Travailler jusqu’à l’épuisement, ne plus arriver à joindre les deux bouts, perdre son travail, tomber malade, dormir dans son tank, toutes ces choses qui relèvent de la violence ordinaire, ce n’est pas une vie et c’est fatiguant. Ce combat quotidien pour se faire une petite place au soleil est universel. Cela touche tous ceux qui perdent la vie en la gagnant, du chauffeur de camion au petit entrepreneur, de l’enseignant à l’infirmière.
Trump a beau dire des bêtises, il a su détecter la détresse de la classe ouvrière et lui promettre la lune. Qu’il ment comme il respire est un moindre mal pour ces citoyens qui se considèrent trop longtemps ignorés. Leur désespoir face à un système qui les a laissés pour compte est bien réel. Un ras-le-bol partagé par une masse critique lassée de se taire face à des élites de plus en plus déconnectées.
Le réveil des déclassifiés
A travers cette vague de mécontentement qui transperce le cœur des Etats-Unis, c’est l’Amérique des gilets jaunes qui prend la parole. Des régions rurales engluées dans une économie de survie, abandonnées au profit des grandes villes, abandonnées par les gouvernements successifs, démocrates comme républicains. Le fossé est énorme.
C’est pourquoi le travailleur moyen a choisi Donald Trump. Non pas parce qu’il l’admire et le respecte, mais parce que l’homme est devenu le porte-parole de son dégoût. L’électeur a exprimé sa frustration sur un bulletin de vote. Voilà, vous, face à l’establishment, qui depuis trop longtemps fait la sourde oreille.
Pour ces travailleurs, blancs, noirs ou latinos, l’enjeu des urnes n’était ni l’immigration, ni l’avortement, ni la démocratie. Il s’agissait de « combien me reste-t-il dans ma poche une fois que j’ai payé mes factures ». Cela nous parle aussi.
Une leçon pour le Québec
Ici, la classe moyenne, plus modérée dans ses expressions, ressent le même malaise. Le contexte est différent – ce n’est pas la même économie ni les mêmes enjeux géopolitiques – mais le parallèle est frappant entre la montée de Trump et les tendances qui secouent actuellement le Québec.
De plus en plus de citoyens de la classe moyenne ont le sentiment que leurs préoccupations sont ignorées par une élite très éloignée de leur réalité quotidienne.
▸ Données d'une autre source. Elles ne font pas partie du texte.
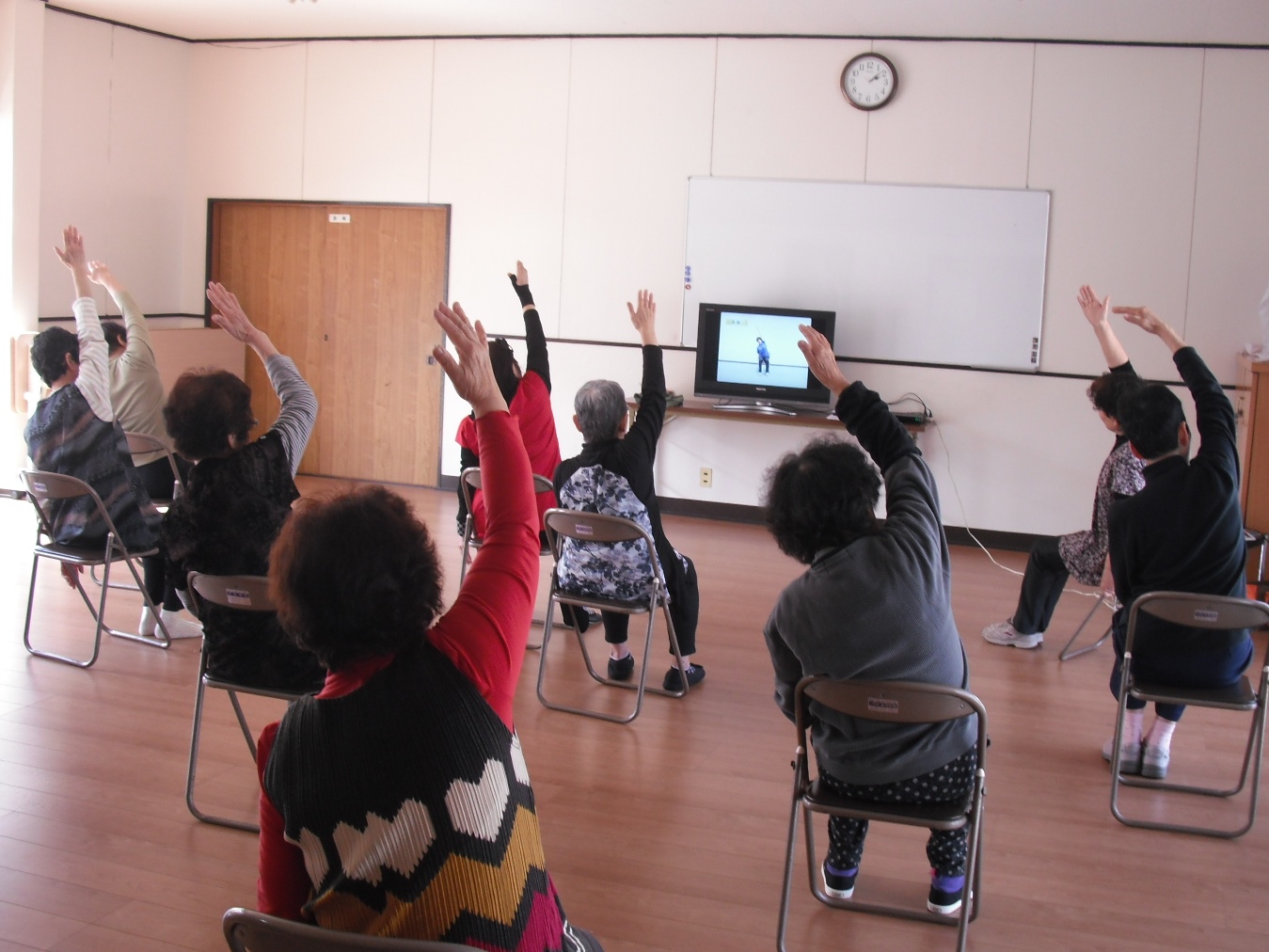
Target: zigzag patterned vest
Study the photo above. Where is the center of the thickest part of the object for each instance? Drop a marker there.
(411, 803)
L’écart se creuse entre les grands centres comme Montréal et Québec
et Laval, et les régions plus rurales ou périphériques qui voient difficilement comment réussir dans ce jeu.
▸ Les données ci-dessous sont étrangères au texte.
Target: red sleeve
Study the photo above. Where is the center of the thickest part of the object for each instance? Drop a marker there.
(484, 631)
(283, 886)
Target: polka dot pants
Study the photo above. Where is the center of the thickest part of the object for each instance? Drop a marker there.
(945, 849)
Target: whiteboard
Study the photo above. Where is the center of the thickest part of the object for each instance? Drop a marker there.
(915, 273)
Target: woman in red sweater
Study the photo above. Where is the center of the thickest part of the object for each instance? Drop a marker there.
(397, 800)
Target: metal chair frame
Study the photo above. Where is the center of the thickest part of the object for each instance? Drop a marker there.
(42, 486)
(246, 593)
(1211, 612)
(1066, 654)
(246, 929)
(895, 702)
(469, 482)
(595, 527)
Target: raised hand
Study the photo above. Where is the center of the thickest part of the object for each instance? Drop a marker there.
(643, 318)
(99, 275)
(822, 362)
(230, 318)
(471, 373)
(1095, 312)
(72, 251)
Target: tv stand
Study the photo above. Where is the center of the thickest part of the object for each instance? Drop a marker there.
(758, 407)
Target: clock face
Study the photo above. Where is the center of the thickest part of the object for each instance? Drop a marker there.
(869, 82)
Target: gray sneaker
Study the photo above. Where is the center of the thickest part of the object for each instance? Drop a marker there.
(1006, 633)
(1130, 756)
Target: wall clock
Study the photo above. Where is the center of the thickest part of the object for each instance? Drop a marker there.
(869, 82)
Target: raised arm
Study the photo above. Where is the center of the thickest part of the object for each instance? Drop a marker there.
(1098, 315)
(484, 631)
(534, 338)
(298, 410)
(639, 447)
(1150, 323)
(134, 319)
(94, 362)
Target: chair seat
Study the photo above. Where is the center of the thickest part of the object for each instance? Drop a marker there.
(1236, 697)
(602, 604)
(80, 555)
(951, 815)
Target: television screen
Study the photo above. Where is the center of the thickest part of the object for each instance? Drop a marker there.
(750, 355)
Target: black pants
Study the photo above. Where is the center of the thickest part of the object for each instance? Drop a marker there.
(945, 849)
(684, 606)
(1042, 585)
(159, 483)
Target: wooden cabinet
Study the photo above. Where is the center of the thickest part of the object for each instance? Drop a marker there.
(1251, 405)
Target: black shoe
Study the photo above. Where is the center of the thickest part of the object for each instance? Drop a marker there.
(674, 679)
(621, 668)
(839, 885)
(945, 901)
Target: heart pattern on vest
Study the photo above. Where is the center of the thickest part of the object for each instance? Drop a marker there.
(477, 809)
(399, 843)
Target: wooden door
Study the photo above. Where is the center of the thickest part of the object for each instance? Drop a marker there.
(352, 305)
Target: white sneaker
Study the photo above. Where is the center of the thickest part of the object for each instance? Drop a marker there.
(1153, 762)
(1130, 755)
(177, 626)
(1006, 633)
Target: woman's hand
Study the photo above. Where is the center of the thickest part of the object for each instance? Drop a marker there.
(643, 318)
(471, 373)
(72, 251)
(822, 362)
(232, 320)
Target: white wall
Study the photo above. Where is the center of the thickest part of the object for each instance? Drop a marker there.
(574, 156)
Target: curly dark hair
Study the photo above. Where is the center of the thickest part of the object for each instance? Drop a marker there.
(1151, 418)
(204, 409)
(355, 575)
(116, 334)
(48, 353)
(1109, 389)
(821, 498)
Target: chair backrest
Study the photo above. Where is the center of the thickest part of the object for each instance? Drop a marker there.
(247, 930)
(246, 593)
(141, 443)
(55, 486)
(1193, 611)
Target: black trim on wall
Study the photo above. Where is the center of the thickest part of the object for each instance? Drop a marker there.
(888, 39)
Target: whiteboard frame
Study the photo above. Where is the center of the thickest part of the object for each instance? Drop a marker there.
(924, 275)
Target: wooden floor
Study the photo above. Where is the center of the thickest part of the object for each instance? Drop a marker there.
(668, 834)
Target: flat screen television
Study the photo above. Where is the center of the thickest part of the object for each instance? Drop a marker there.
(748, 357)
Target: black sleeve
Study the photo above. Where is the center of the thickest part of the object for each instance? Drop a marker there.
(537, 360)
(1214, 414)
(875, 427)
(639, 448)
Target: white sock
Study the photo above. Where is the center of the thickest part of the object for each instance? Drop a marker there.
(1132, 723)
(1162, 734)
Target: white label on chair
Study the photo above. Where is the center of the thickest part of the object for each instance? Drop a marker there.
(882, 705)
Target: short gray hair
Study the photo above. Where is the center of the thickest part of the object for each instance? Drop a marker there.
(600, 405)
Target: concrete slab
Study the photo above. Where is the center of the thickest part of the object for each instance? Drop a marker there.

La polarisation n’est pas aussi nette que chez nos voisins, mais nous vivons les mêmes problématiques. Précarité des travailleurs, inflation, érosion des services publics, impossibilité d’accéder à la propriété, tout cela alimente un certain ressentiment.
Nos petites entreprises sont en difficulté, tandis que nous déroulons le tapis rouge aux multinationales. Sans parler des problématiques sociales comme le sans-abrisme et l’arrivée de travailleurs étrangers, mal vécues par les citoyens.
La classe moyenne, colonne vertébrale de la société québécoise, s’inquiète de ne pas en avoir pour son argent. Comme nos voisins, elle pourrait vite se sentir délaissée à son tour.